"When we're getting double-teamed, we gotta anchor that down," said Frogs nosetackle Cory Grant two days before the game. "If we get pushed back, there'll be seams opening up all over the place."
He got that right. Barreling through a picnic-table-sized hole, running back Montee Ball gashed TCU for 40 yards on Wisconsin's first play from scrimmage. But that also ended up being the Badgers' longest play from scrimmage; the Frogs "settled down," said Daniels, and held Wisconsin to a field goal on the opening drive. And Patterson had come to this realization: "We couldn't just play our base defense," he admitted in the locker room 45 minutes after the game. "We had to get another guy to the party."
Translation: Patterson had to dial up more blitzes—on "60 or 70 percent" of TCU's defensive plays, according to linebacker Tank Carder, the game's defensive MVP. That hadn't been the Frogs' personality this season, but Patterson had no choice. "That's the only way you can be 50 pounds per man lighter and still slow those guys down," he said. The slanting and movement and blitzes would wrong-foot the Badgers, Patterson hoped, "because no one in the Big Ten really blitzes or moves or slants" with anywhere near the frequency or effectiveness of the Frogs. With a month to prepare, TCU's defenders had spent time in every practice preparing new blitzes.

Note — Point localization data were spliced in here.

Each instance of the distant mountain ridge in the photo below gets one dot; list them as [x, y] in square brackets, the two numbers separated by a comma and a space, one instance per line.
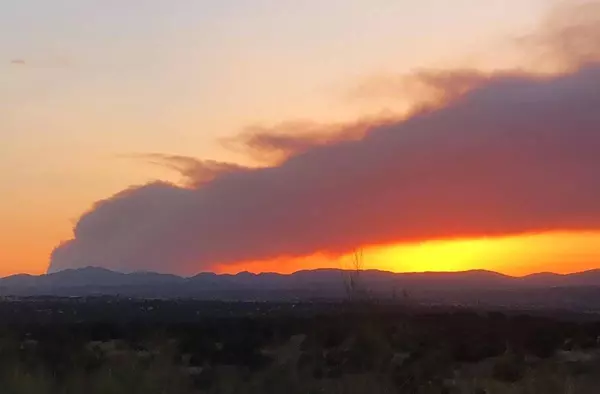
[468, 287]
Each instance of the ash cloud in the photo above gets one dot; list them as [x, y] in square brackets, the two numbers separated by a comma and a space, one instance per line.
[506, 154]
[515, 155]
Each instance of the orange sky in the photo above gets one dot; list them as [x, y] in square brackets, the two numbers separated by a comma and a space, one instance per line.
[558, 252]
[85, 95]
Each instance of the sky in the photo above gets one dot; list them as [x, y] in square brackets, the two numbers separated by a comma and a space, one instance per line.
[236, 102]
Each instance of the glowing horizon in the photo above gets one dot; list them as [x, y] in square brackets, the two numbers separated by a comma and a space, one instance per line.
[179, 79]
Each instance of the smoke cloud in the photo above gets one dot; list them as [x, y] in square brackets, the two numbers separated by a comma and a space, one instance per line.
[505, 155]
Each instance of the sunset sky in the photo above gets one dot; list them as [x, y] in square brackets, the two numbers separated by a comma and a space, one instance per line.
[288, 134]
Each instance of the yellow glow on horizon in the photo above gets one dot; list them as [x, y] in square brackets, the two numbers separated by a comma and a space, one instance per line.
[560, 252]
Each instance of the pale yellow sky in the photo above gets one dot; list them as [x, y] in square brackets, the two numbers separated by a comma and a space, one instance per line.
[85, 82]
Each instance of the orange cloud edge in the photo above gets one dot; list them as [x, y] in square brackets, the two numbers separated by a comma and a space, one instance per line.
[561, 252]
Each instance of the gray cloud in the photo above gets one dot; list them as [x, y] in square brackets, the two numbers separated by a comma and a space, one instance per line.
[504, 154]
[517, 154]
[194, 171]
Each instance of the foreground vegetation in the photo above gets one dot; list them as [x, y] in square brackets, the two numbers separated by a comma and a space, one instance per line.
[351, 349]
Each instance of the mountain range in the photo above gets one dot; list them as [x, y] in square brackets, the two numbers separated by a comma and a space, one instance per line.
[573, 291]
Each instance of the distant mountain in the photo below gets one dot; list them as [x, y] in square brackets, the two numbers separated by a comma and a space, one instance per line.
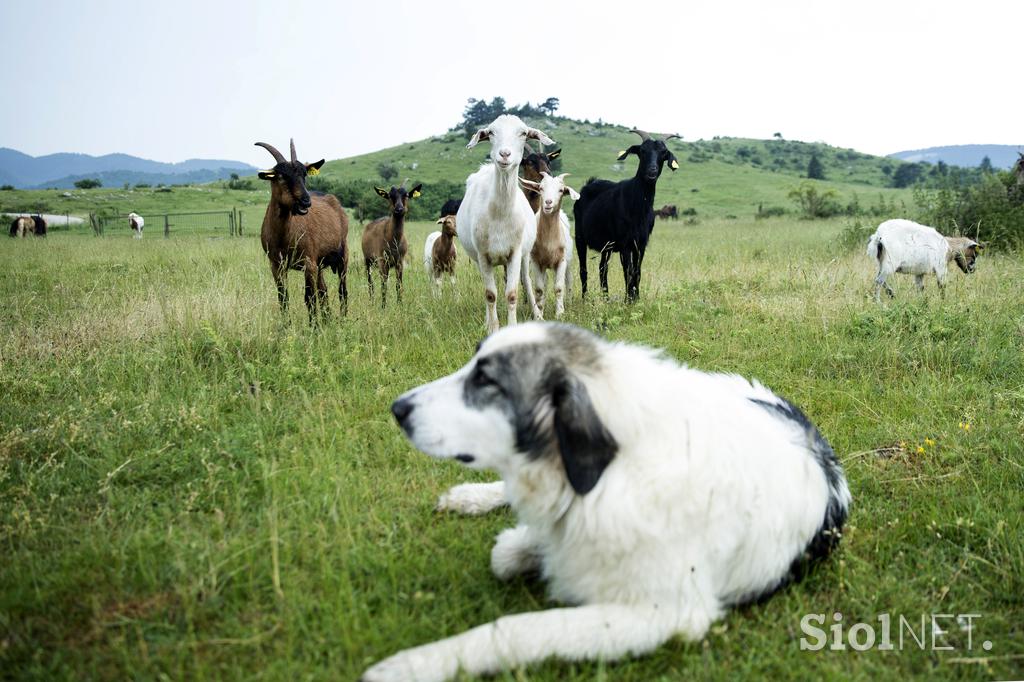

At the first meeting after the Frogs learned that they were Pasadena-bound, Patterson told his players they would return from semester break on Dec. 24. They would practice the day before Christmas and the day after before flying to California. Some of the team's elder statesmen objected. Speaking for their teammates, they told the coach they wanted to come in on the 22nd. This was a team that had spent a year smarting from its lackluster performance in its previous appearance in a BCS bowl, last year's 17--10 loss to Boise State in the Fiesta.
"That drove us more than anything this season," says quarterback Andy Dalton. "We needed to get back to [a BCS bowl] and win it."
That wouldn't have happened without Dalton, who arrived on TCU's Fort Worth campus as an afterthought—he started only one full season at Katy (Texas) High—and will leave as the winningest quarterback in school history. Dalton's 42 victories are 13 more than Slingin' Sammy Baugh's.
While they differed in every other manner, TCU and Wisconsin fielded highly similar signal callers. Both Dalton and Tolzien are 6'3", both are seniors, both are often described as adept "managers" of the game. While Tolzien is more efficient—he came into the game leading the nation with an uncanny 74.3 completion percentage—Dalton is the better runner. In the biggest game of their careers, the major difference between them was that Dalton finished drives. He answered Wisconsin's opening field goal with a pretty 23-yard touchdown pass to wideout Bart Johnson. Then, near the end of the first quarter, Dalton's perfectly placed 44-yard pass into the outstretched hands of streaking wideout Josh Boyce set up TCU's second touchdown, a four-yard scamper by the quarterback.
The Frogs never did fully contain Wisconsin's rushing attack. (The Badgers ran for 226 yards.) But they disrupted it. "We knew they were gonna drive the ball on us," said Carder. "The key to surviving those blows was to make 'em kick field goals. Coach P told us all week if we could [do that] we could win the game." Indeed, in a game in which it had just eight possessions, Wisconsin attempted three field goals and made two.
Moments after emerging from the showers and pulling on his team-issued white warmups, Carder noticed a red stain blooming on the fabric just below his left knee. Rolling up the cuff of his pants, the junior from Sweeny, Texas, discovered that he was still bleeding from a cut high on his shin. "Whatever," he said, too spent to care. "It's all good."
Carder then held up his right arm to show another minor wound: a pebble-grained abrasion on the inside of his biceps. "That's where it hit me," he said.